If None, a random seed is generated and returned in the Information grid. The unique number is then distributed as a seed in all functions used during the experiment. This can be used for later reproducibility of the entire experiment.

Returns

Global variables.

pycaret.arules.create_model(metric='confidence', threshold=0.5, min_support=0.05, round=4)

This function creates an association rules model using data and identifiers passed at setup stage. This function internally transforms the data for association rule mining.

Example

>>> from pycaret.datasets import get_data
>>> data = get_data('france')
>>> from pycaret.arules import *
>>> exp_name = setup(data = data, transaction_id = 'InvoiceNo', item_id = 'Description')
>>> model1 = create_model(metric = 'confidence')
metric: str, default = ‘confidence’

Metric to evaluate if a rule is of interest. Default is set to confidence. Other available metrics include ‘support’, ‘lift’, ‘leverage’, ‘conviction’. These metrics are computed as follows:

  • support(A->C) = support(A+C) [aka ‘support’], range: [0, 1]

  • confidence(A->C) = support(A+C) / support(A), range: [0, 1]

  • lift(A->C) = confidence(A->C) / support(C), range: [0, inf]

  • leverage(A->C) = support(A->C) - support(A)*support(C), range: [-1, 1]

  • conviction = [1 - support(C)] / [1 - confidence(A->C)], range: [0, inf]

threshold: float, default = 0.5

Minimal threshold for the evaluation metric, via the metric parameter, to decide whether a candidate rule is of interest.

min_support: float, default = 0.05

A float between 0 and 1 for minumum support of the itemsets returned. The support is computed as the fraction transactions_where_item(s)_occur / total_transactions.

round: int, default = 4

Number of decimal places metrics in score grid will be rounded to.

Returns

pandas.DataFrame

Warning

  • Setting low values for min_support may increase training time.
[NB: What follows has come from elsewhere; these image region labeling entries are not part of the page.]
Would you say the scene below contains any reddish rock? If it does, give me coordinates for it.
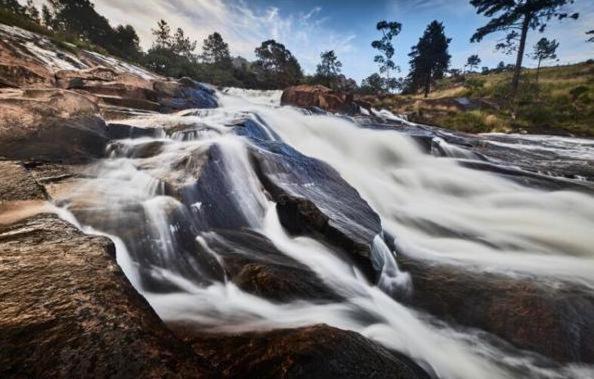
[281,84,357,113]
[0,89,108,162]
[0,215,210,378]
[398,254,594,363]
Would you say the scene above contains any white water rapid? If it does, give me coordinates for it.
[56,89,594,379]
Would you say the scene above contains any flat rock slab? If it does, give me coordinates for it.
[0,214,209,378]
[0,161,46,203]
[173,325,429,379]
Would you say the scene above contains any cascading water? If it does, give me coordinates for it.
[55,89,594,378]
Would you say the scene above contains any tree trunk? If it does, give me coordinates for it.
[511,14,531,99]
[425,71,431,98]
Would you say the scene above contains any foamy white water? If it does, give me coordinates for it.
[53,89,594,379]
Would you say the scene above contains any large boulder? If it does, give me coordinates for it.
[0,215,210,378]
[201,230,340,302]
[0,89,108,162]
[281,84,358,113]
[398,254,594,364]
[174,325,429,379]
[250,140,382,281]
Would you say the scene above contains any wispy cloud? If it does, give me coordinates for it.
[81,0,355,72]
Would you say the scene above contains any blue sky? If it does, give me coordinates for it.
[28,0,594,81]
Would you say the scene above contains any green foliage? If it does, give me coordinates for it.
[371,20,402,90]
[470,0,579,97]
[202,32,231,68]
[254,39,303,89]
[407,21,451,97]
[464,54,481,70]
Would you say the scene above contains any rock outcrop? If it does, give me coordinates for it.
[0,89,108,163]
[281,84,358,114]
[0,215,210,378]
[398,254,594,364]
[174,325,429,379]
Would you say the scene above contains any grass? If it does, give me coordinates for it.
[373,62,594,137]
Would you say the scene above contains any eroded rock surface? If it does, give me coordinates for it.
[0,215,210,378]
[177,325,429,379]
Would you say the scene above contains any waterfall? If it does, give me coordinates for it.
[55,89,594,379]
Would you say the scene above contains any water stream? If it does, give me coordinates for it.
[55,89,594,379]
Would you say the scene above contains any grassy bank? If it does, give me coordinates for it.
[368,62,594,137]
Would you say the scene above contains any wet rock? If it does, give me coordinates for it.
[154,78,218,112]
[107,122,157,139]
[0,215,210,377]
[281,84,358,113]
[177,325,429,379]
[0,161,46,203]
[0,89,108,162]
[202,230,341,302]
[251,141,382,279]
[398,254,594,363]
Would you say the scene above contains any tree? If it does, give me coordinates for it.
[255,39,303,89]
[112,25,142,61]
[171,28,196,60]
[360,73,386,94]
[464,54,481,71]
[470,0,579,98]
[408,20,451,97]
[0,0,26,16]
[151,19,173,48]
[202,32,231,67]
[315,50,342,89]
[41,4,54,28]
[371,20,402,90]
[532,37,559,83]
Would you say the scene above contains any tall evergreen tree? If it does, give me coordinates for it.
[151,19,173,48]
[408,21,451,97]
[464,54,481,70]
[25,0,41,24]
[315,50,342,89]
[255,39,303,89]
[470,0,578,97]
[371,20,402,90]
[532,37,559,83]
[171,28,196,60]
[202,32,231,68]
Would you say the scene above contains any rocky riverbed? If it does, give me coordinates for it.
[0,26,594,378]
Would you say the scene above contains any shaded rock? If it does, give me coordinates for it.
[0,215,210,377]
[107,122,157,139]
[398,254,594,363]
[0,89,108,162]
[0,161,46,203]
[174,325,429,379]
[251,141,382,279]
[281,84,358,113]
[154,78,218,112]
[202,230,341,302]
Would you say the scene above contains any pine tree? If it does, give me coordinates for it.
[315,50,342,89]
[255,39,303,89]
[408,21,451,97]
[202,32,231,68]
[151,19,173,48]
[470,0,578,98]
[371,20,402,90]
[464,54,481,70]
[532,37,559,83]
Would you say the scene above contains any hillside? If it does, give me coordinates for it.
[365,61,594,137]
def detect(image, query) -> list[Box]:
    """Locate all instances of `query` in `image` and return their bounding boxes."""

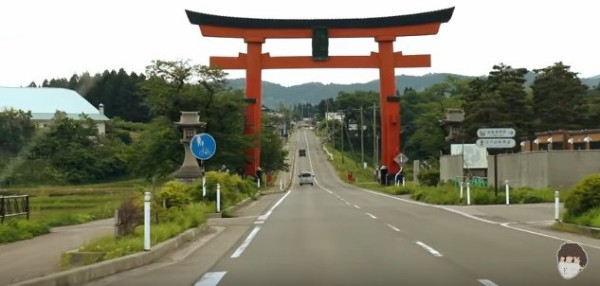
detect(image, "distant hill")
[228,73,600,108]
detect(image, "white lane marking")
[194,271,227,286]
[500,222,600,249]
[231,226,260,258]
[477,279,498,286]
[388,223,400,232]
[258,191,290,221]
[417,241,442,257]
[365,213,377,219]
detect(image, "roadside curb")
[12,194,253,286]
[13,223,209,286]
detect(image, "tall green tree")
[0,109,35,157]
[463,64,533,141]
[531,62,588,131]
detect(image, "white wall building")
[0,87,109,134]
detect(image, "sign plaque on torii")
[186,7,454,175]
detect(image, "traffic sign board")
[475,138,517,148]
[190,133,217,160]
[394,153,408,165]
[477,128,517,138]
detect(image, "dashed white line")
[477,279,498,286]
[231,226,260,258]
[194,271,227,286]
[417,241,442,257]
[365,213,377,219]
[388,224,400,232]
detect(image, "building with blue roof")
[0,87,110,134]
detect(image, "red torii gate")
[186,7,454,176]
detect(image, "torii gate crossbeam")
[186,7,454,179]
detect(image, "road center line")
[194,271,227,286]
[231,226,260,258]
[477,279,498,286]
[417,241,442,257]
[365,213,377,219]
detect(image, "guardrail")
[0,195,29,223]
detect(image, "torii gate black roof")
[185,7,454,29]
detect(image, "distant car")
[298,171,315,186]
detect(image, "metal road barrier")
[0,195,29,223]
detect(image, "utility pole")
[360,105,365,168]
[340,113,344,163]
[373,102,379,168]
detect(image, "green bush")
[158,181,193,207]
[417,170,440,186]
[565,174,600,216]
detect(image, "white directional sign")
[475,138,517,148]
[477,128,517,138]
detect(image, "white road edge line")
[365,213,377,219]
[231,226,260,258]
[416,241,442,257]
[258,191,290,220]
[363,189,600,249]
[194,271,227,286]
[388,223,400,232]
[477,279,498,286]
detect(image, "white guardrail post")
[504,180,510,206]
[217,183,221,213]
[467,182,471,206]
[144,192,151,251]
[554,191,560,221]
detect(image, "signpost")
[190,133,217,198]
[475,128,517,196]
[190,133,217,160]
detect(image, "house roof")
[0,87,109,121]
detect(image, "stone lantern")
[173,111,206,182]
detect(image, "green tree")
[531,62,588,131]
[463,64,532,141]
[0,109,35,157]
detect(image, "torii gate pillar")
[244,39,264,176]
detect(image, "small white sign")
[475,138,517,148]
[477,128,517,138]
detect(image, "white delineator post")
[554,191,560,221]
[202,177,206,198]
[504,180,510,206]
[467,182,471,206]
[217,183,221,213]
[144,192,151,251]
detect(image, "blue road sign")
[190,133,217,160]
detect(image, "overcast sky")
[0,0,600,86]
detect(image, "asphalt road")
[92,130,600,286]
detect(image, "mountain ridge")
[227,73,600,108]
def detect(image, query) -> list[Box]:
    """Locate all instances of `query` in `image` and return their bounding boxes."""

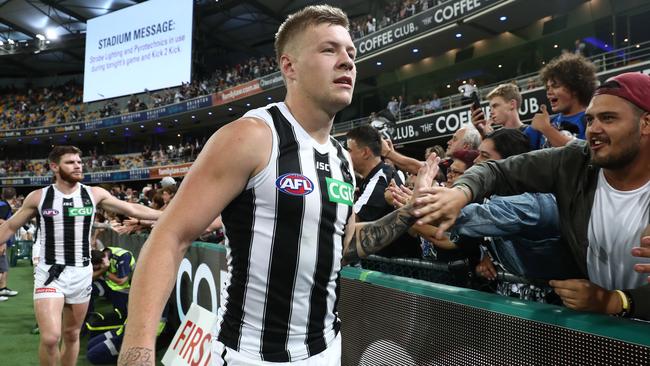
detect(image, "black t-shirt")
[354,162,421,258]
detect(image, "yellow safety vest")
[106,247,135,292]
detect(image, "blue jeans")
[452,193,582,280]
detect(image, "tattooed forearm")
[117,347,155,366]
[343,204,417,261]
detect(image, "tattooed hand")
[117,347,156,366]
[343,154,440,262]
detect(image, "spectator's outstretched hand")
[413,187,471,239]
[549,279,622,314]
[476,255,497,281]
[388,185,413,208]
[413,153,440,198]
[632,234,650,282]
[381,138,395,157]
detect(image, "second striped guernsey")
[217,103,354,362]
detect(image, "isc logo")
[275,173,314,196]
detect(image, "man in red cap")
[415,73,650,320]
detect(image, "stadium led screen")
[84,0,192,102]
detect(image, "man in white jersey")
[412,73,650,320]
[118,5,439,366]
[0,146,160,366]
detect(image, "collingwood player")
[118,5,437,366]
[0,146,160,366]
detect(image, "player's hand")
[388,185,413,208]
[381,138,395,158]
[549,279,622,314]
[632,236,650,282]
[530,104,552,133]
[476,255,497,281]
[413,187,469,239]
[122,217,140,226]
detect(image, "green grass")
[0,260,102,366]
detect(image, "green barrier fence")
[104,235,650,366]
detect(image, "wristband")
[621,290,634,318]
[454,184,472,202]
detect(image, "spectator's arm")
[0,189,42,245]
[92,187,161,220]
[118,118,272,366]
[343,154,440,263]
[452,195,548,238]
[381,139,424,174]
[531,104,573,147]
[414,144,572,238]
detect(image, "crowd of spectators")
[0,139,205,177]
[350,0,448,39]
[0,82,84,130]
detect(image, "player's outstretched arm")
[92,187,162,220]
[118,119,272,366]
[0,189,41,244]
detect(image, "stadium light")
[45,28,59,39]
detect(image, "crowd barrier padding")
[102,233,650,366]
pycaret.arules.plot_model(model, plot='2d', scale=1)

This function takes a model dataframe returned by create_model() function. ‘2d’ and ‘3d’ plots are available.

Example

>>> from pycaret.datasets import get_data
>>> data = get_data('france')
>>> from pycaret.arules import *
>>> exp_name = setup(data = data, transaction_id = 'InvoiceNo', item_id = 'Description')
>>> rule1 = create_model(metric='confidence', threshold=0.7, min_support=0.05)
>>> plot_model(rule1, plot='2d')
model: pandas.DataFrame, default = none

pandas.DataFrame returned by trained model using create_model().

plot: str, default = ‘2d’

Enter abbreviation of type of plot. The current list of plots supported are (Name - Abbreviated String):

  • Support, Confidence and Lift (2d) - ‘2d’

  • Support, Confidence and Lift (3d) - ‘3d’

scale: float, default = 1

The resolution scale of the figure.

Returns

None

pycaret.arules.get_rules(data, transaction_id, item_id, ignore_items=None, metric='confidence', threshold=0.5, min_support=0.05)

Magic function to get Association Rules in Power Query / Power BI.